I've spent my career working to ensure that same opportunity exists for students in our schools and communities.

For me, that has meant operating across sectors and settings that often struggle to communicate with one another. I joined Teach For America out of college and taught elementary school in South Louisiana. I trained as a researcher at UVA, where I worked with Louisiana's Department of Education on accountability policy. I helped found the research function at the Common App, working to build a public insights engine from the largest college application dataset in the country. In each experience, I've sought to build the skills necessary to inform how we understand and solve problems facing children and families as they navigate the education system.

Today I serve as Chief Strategy and Analytics Officer at DC CAP, leading Student Success, University Partnerships, GEAR UP, Innovation, and Data & Technology. Our model is a regional partnership: 13 access-oriented universities where Success Coaches sit on partner campuses and scholars stack DC CAP funding with Pell, DC TAG, and institutional aid. Partner graduation rates run 75–95%, against a national first-generation, low-income baseline of 20–25%. Our scholars graduate with little debt and move into strong careers.
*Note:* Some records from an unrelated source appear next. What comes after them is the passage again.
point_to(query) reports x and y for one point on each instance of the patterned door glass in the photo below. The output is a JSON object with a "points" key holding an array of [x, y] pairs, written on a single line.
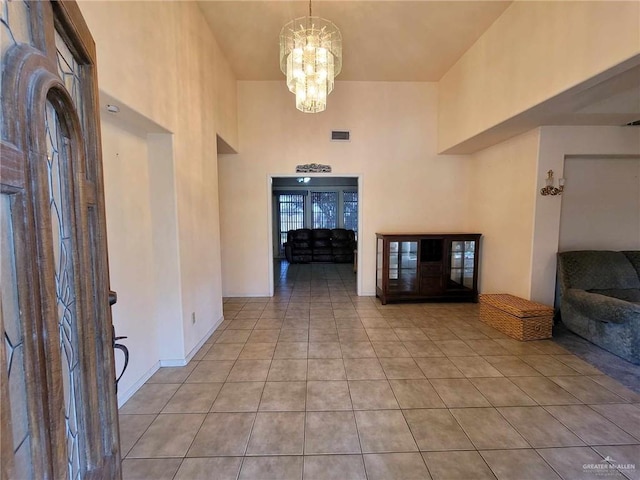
{"points": [[13, 345], [71, 74], [58, 163]]}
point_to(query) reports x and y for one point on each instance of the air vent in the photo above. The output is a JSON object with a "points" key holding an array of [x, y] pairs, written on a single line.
{"points": [[340, 135]]}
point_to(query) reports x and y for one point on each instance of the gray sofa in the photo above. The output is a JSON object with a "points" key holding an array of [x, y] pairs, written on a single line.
{"points": [[600, 298]]}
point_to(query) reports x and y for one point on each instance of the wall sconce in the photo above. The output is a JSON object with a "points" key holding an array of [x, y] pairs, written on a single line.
{"points": [[549, 189]]}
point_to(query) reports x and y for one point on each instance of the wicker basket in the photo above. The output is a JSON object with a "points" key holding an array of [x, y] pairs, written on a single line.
{"points": [[516, 317]]}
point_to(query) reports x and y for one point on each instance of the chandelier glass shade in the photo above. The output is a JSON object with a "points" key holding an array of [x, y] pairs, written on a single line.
{"points": [[311, 58]]}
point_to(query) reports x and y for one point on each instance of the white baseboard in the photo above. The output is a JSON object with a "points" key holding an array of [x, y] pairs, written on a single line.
{"points": [[124, 396], [177, 362], [195, 349], [246, 295]]}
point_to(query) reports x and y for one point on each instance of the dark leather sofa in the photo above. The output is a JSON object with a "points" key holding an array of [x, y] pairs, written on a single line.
{"points": [[307, 245]]}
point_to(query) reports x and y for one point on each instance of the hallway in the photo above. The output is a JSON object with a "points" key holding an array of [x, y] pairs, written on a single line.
{"points": [[317, 383]]}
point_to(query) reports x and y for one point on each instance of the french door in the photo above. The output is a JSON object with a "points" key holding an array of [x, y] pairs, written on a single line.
{"points": [[59, 410]]}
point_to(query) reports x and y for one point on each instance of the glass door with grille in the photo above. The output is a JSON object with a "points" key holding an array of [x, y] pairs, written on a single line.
{"points": [[290, 209]]}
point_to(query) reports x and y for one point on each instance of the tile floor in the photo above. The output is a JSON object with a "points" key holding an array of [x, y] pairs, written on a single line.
{"points": [[317, 383]]}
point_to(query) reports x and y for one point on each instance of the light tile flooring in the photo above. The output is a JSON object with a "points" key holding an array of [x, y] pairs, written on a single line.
{"points": [[317, 383]]}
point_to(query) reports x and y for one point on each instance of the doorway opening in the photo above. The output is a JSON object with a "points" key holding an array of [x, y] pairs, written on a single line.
{"points": [[329, 205]]}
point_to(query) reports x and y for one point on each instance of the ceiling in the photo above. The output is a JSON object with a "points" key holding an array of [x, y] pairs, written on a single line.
{"points": [[404, 40], [395, 40]]}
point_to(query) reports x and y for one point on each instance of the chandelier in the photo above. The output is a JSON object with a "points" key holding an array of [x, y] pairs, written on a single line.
{"points": [[310, 57]]}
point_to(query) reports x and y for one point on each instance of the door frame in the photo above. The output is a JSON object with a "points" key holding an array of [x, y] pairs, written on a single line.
{"points": [[31, 85], [270, 215]]}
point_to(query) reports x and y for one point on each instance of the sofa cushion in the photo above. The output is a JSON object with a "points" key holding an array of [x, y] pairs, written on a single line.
{"points": [[627, 294], [321, 234], [597, 270], [300, 235], [634, 258]]}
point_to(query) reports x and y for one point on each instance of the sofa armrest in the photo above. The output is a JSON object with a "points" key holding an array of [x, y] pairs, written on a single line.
{"points": [[600, 307]]}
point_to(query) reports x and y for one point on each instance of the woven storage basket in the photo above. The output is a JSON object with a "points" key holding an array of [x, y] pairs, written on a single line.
{"points": [[516, 317]]}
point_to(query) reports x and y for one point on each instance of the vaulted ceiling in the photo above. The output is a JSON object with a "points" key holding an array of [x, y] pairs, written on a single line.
{"points": [[394, 40], [399, 40]]}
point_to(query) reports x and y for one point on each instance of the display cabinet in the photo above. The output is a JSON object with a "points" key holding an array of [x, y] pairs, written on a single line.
{"points": [[427, 266]]}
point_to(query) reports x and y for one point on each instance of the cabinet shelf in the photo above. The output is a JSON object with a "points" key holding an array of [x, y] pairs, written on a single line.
{"points": [[427, 266]]}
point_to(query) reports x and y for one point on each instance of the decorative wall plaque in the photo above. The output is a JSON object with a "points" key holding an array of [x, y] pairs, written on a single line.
{"points": [[313, 168]]}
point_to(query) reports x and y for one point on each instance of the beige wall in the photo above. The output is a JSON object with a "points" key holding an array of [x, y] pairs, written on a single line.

Most of the work is relational. It lives in the relationships we build with our scholars, with the families and communities that raise them, with the high school counselors who refer them, with the partner universities who graduate them, and with the local foundations and corporations who fund the work.

Some of the work is technical. The scholarship lifecycle now runs in Salesforce, where we rebuilt the system that carries a scholar from application through award, acceptance, and renewal, along with the communications that move it forward for counselors, partner universities, and families. Work that used to live in spreadsheets and in the memory of whoever had been here longest now sits in one place the whole team can see. Each year we run an empirically validated matching algorithm that allocates the scholarship offers, weighing what applicants want against what each partner university can offer. I designed the framework that governs how our staff use AI, including what is safe to hand off and how we protect student privacy, with the materials public at dccapinnovation.org. We are building a platform that will help students, counselors, and families compare where different college and career paths lead. The agent stack and audit pipelines behind all of this rebuild from a clean machine.

How I Operate

  • Evidence eats Intuition Good intentions don't solve problems. Clean, valid data should guide problem framing, alternatives for action, and evaluation of our work.
  • Leaders Remove Barriers Strategy fails without execution, and execution requires trusting relationships. I lead by removing barriers and building capacity so the teams I support can do their best work.
  • Talent compounds. Surround yourself accordingly. I seek out excellent mentors, friends, and peers. I trust the people on the teams I'm part of to lead with their special talents.
  • Consistency Wins As a professional, husband, dad, and an athlete, I subscribe to the belief that consistency and standards drive results. Keep showing up.

My Family

I live in Washington, D.C., a place I feel grateful to call home. I am fortunate to have married my best friend and favorite person, adopted the greatest rescue on the planet (Franklin) over 12 years ago, and spent the last two years with George, the coolest kid in The District. Being his dad is the best job I have.